Now that we have understood the process completely, let us write the code for the same:

import java.io.*;
import java.util.*;
public class Main {
public static int kadanes(int[] arr)
{
int csum=arr[0];
int msum=arr[0];
for(int i=1;i< arr.length;i++)
{
if(csum>=0)
{
csum=csum+arr[i];
}
else
{
csum=arr[i];
}
if(csum>msum)
{
msum=csum;
}
}
return msum;
}
public static int kadanesoftwo(int[] arr)
{
int[] narr=new int[arr.length*2];
for(int i=0;i< arr.length;i++)
{
narr[i]=arr[i];
}
for(int i=0;i< arr.length;i++)
{
narr[i + arr.length]=arr[i];
}
return kadanes(narr);
}
public static long solution(int[] arr, int k, long sum) {
// write your code here
if(k==1)
{
return kadanes(arr);
}
if(sum<0)
{
return kadanesoftwo(arr);
}
return kadanesoftwo(arr) + (k-2)*sum;
}
public static void main(String[] args) {
Scanner scn = new Scanner(System.in);
int n = scn.nextInt();
int[] arr = new int[n];
long sum = 0;
for (int i = 0; i < arr.length; i++) {
arr[i] = scn.nextInt();
sum += arr[i];
}
int k = scn.nextInt();
System.out.println(solution(arr, k, sum));
}
}

java; true";

The above code is written and explained in the solution video.
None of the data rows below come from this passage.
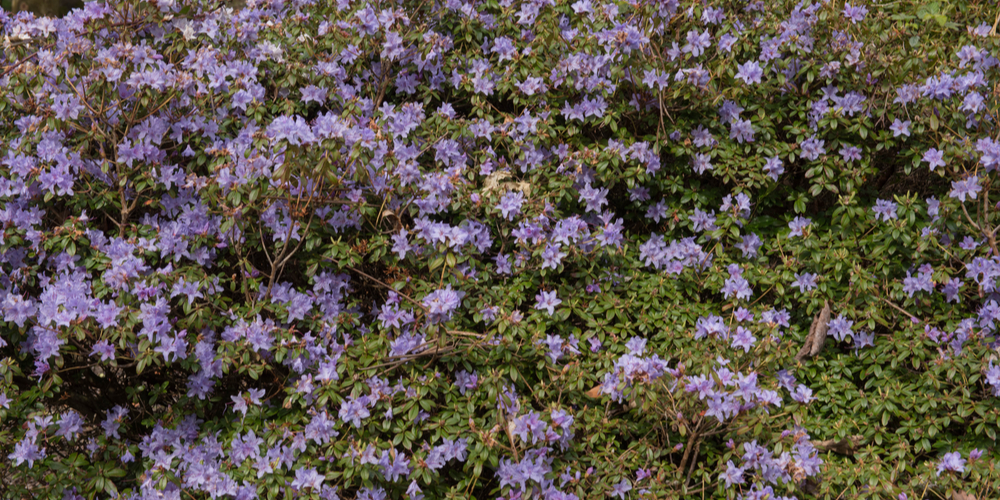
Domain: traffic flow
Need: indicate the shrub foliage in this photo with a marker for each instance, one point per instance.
(480, 249)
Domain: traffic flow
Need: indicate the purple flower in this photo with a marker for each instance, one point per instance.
(105, 349)
(547, 301)
(805, 282)
(619, 490)
(952, 462)
(935, 158)
(697, 43)
(884, 210)
(441, 304)
(701, 163)
(855, 14)
(749, 245)
(307, 478)
(840, 328)
(743, 339)
(750, 72)
(850, 153)
(595, 198)
(736, 284)
(733, 474)
(802, 394)
(798, 225)
(900, 128)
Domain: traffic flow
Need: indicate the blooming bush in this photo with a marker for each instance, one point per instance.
(499, 250)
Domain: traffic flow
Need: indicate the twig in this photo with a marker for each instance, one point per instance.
(900, 309)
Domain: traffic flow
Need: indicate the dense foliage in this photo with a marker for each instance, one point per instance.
(481, 249)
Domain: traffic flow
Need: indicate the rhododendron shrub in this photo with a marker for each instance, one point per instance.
(481, 249)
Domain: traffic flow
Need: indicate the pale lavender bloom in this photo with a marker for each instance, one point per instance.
(802, 394)
(697, 43)
(619, 490)
(934, 157)
(805, 282)
(884, 210)
(105, 349)
(900, 128)
(701, 163)
(733, 474)
(855, 14)
(850, 153)
(952, 462)
(441, 304)
(798, 225)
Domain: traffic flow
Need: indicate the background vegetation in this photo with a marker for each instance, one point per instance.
(500, 249)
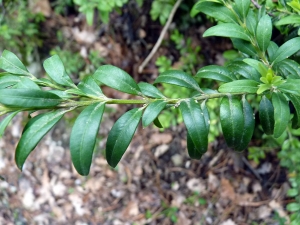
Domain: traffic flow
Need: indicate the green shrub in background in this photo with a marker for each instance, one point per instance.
(19, 28)
(264, 73)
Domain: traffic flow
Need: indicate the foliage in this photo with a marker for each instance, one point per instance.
(263, 76)
(19, 28)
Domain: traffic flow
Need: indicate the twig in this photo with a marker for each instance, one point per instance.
(160, 39)
(251, 169)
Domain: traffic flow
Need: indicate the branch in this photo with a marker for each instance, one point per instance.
(160, 39)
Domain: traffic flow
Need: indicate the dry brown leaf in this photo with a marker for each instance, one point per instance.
(227, 190)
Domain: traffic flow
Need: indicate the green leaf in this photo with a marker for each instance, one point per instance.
(259, 66)
(206, 114)
(244, 46)
(273, 47)
(120, 136)
(34, 132)
(214, 10)
(4, 123)
(83, 137)
(240, 68)
(26, 83)
(117, 79)
(150, 91)
(56, 70)
(12, 64)
(157, 123)
(8, 80)
(292, 192)
(249, 125)
(266, 115)
(264, 32)
(263, 87)
(216, 73)
(244, 86)
(75, 91)
(286, 50)
(243, 7)
(61, 94)
(290, 86)
(232, 121)
(251, 22)
(287, 68)
(179, 78)
(296, 103)
(27, 98)
(227, 30)
(194, 120)
(89, 86)
(281, 113)
(152, 111)
(293, 207)
(290, 19)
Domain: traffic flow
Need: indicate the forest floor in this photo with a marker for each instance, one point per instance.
(156, 182)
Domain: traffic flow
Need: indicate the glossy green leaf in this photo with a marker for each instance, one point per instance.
(244, 46)
(120, 136)
(4, 123)
(206, 114)
(244, 86)
(194, 120)
(273, 47)
(117, 79)
(152, 111)
(290, 19)
(240, 68)
(290, 86)
(75, 91)
(243, 7)
(249, 124)
(227, 30)
(150, 91)
(157, 123)
(179, 78)
(33, 133)
(26, 83)
(61, 94)
(56, 70)
(266, 115)
(214, 10)
(281, 113)
(259, 66)
(89, 86)
(83, 137)
(292, 192)
(12, 64)
(263, 87)
(232, 121)
(264, 32)
(8, 80)
(216, 73)
(286, 50)
(296, 103)
(251, 22)
(27, 98)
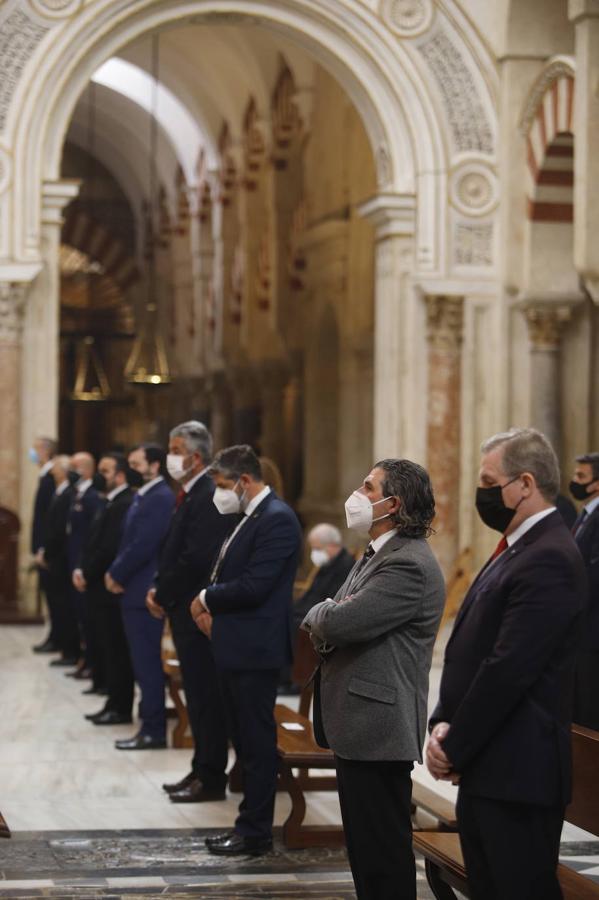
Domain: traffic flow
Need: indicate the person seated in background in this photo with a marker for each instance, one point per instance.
(333, 563)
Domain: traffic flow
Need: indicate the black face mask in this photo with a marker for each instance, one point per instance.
(578, 490)
(492, 509)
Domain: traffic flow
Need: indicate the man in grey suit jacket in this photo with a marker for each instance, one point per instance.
(375, 638)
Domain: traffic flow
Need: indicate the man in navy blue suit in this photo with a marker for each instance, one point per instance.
(131, 575)
(247, 610)
(195, 535)
(502, 724)
(86, 502)
(42, 454)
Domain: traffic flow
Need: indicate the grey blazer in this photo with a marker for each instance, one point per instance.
(382, 623)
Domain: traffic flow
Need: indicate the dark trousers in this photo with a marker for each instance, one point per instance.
(250, 700)
(375, 800)
(113, 649)
(511, 850)
(144, 634)
(203, 697)
(586, 694)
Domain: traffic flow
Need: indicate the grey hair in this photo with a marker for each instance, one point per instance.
(326, 533)
(527, 450)
(197, 438)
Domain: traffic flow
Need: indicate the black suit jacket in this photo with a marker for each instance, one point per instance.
(104, 537)
(55, 533)
(587, 539)
(41, 505)
(196, 533)
(507, 682)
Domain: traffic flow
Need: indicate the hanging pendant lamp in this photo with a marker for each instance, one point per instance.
(148, 362)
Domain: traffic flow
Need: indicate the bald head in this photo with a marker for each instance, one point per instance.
(84, 464)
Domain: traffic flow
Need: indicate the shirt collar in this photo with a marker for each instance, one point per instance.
(382, 539)
(527, 524)
(256, 501)
(591, 505)
(116, 492)
(46, 468)
(189, 484)
(149, 485)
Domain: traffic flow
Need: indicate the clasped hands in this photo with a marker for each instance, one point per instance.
(437, 761)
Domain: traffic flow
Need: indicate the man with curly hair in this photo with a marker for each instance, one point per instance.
(376, 641)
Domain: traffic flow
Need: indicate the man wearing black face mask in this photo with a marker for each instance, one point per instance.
(501, 727)
(585, 487)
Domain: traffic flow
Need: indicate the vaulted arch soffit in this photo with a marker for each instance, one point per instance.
(413, 69)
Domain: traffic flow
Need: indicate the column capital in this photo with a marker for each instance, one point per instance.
(578, 10)
(393, 215)
(56, 195)
(444, 319)
(12, 304)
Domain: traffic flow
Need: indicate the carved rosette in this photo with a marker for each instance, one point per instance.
(546, 325)
(12, 304)
(444, 319)
(473, 189)
(407, 18)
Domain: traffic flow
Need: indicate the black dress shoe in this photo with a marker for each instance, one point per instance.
(197, 792)
(46, 646)
(179, 785)
(237, 845)
(112, 717)
(64, 661)
(140, 742)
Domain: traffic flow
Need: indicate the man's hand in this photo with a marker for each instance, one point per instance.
(79, 582)
(155, 609)
(113, 586)
(436, 760)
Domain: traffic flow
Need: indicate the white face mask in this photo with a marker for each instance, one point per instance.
(319, 557)
(358, 511)
(175, 467)
(226, 500)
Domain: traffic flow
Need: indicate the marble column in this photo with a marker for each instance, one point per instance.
(585, 16)
(545, 327)
(393, 216)
(444, 332)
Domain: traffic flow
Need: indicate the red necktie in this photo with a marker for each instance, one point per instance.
(501, 546)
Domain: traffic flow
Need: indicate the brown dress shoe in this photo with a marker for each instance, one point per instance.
(196, 792)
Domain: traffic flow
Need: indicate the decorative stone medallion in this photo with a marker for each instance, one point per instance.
(473, 189)
(407, 18)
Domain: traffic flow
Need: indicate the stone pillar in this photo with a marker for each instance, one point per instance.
(393, 218)
(444, 320)
(585, 15)
(12, 300)
(545, 326)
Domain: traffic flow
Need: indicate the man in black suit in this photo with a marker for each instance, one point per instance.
(52, 558)
(585, 487)
(42, 454)
(196, 532)
(247, 611)
(502, 724)
(101, 547)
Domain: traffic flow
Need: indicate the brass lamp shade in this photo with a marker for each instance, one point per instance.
(91, 383)
(148, 362)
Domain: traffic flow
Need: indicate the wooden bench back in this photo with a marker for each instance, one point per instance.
(584, 809)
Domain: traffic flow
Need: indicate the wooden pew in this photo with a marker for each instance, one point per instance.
(444, 862)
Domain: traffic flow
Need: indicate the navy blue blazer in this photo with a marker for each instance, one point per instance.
(252, 599)
(41, 505)
(196, 533)
(507, 682)
(144, 531)
(587, 539)
(81, 515)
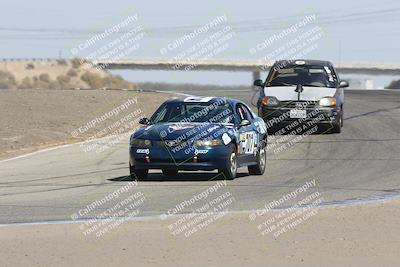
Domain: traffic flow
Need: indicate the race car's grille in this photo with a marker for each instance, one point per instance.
(170, 143)
(299, 104)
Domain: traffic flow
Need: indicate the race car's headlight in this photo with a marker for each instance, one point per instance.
(327, 102)
(202, 143)
(140, 142)
(269, 101)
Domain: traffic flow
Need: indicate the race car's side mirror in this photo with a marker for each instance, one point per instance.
(259, 83)
(344, 84)
(244, 123)
(144, 121)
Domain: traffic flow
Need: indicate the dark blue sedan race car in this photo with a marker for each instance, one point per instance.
(199, 133)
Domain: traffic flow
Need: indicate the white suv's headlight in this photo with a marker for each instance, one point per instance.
(327, 102)
(202, 143)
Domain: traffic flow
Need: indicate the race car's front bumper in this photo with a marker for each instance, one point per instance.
(188, 159)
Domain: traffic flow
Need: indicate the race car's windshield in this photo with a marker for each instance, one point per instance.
(193, 112)
(306, 75)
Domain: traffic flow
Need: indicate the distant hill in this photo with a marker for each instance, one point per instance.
(57, 74)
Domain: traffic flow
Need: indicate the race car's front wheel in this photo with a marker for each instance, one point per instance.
(138, 175)
(230, 170)
(259, 168)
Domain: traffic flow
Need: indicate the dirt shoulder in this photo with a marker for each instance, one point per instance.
(363, 235)
(35, 119)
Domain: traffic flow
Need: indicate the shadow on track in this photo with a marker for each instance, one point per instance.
(180, 177)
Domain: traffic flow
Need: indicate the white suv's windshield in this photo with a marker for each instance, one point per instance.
(307, 75)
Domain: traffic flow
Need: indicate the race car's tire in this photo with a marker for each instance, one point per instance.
(259, 168)
(138, 175)
(230, 170)
(170, 172)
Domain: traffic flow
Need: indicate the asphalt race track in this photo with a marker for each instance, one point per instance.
(361, 163)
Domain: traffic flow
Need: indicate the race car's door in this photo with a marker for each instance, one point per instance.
(248, 136)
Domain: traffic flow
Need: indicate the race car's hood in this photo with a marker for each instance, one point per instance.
(180, 131)
(283, 93)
You may refer to it to clear all your doubts regarding the code if any. Let us now analyze the time and space complexity of this code.

Analysis

Time Complexity:

The time complexity of this code is O(n) as we are applying Kadane's Algorithm to a maximum of 2n elements i.e. 2 concatenated arrays. We know that Kadane's Algorithm finds the largest subarray sum in O(n) time. So, the time complexity becomes O(n).

Space Complexity:

We have not used any extra space. Hence the space complexity is O(1).

So, dear reader, we hope that you have understood the above solution. We recommend you refer to the complete solution video once as it will build your concepts really strong. With this, we have completed this problem.

Suggestions:

Here are a few suggestions from our side that you don't want to miss:

- See, this question was more about analyzing the different cases rather than the coding part. This can happen in a lot of further questions. So, it is very important that you at least remember the algorithms like Kadane's algorithm so well that you don't even have to waste a second thinking about them so that you can focus completely on the main concept of the question.
- We recommend you refer to the solution video for every question once, even if you have solved the problem yourself as it is going to give you some great insights, and also you have good chances of learning something new that you don't know already. So, keep practicing and working hard. Till then, Happy Coding!!!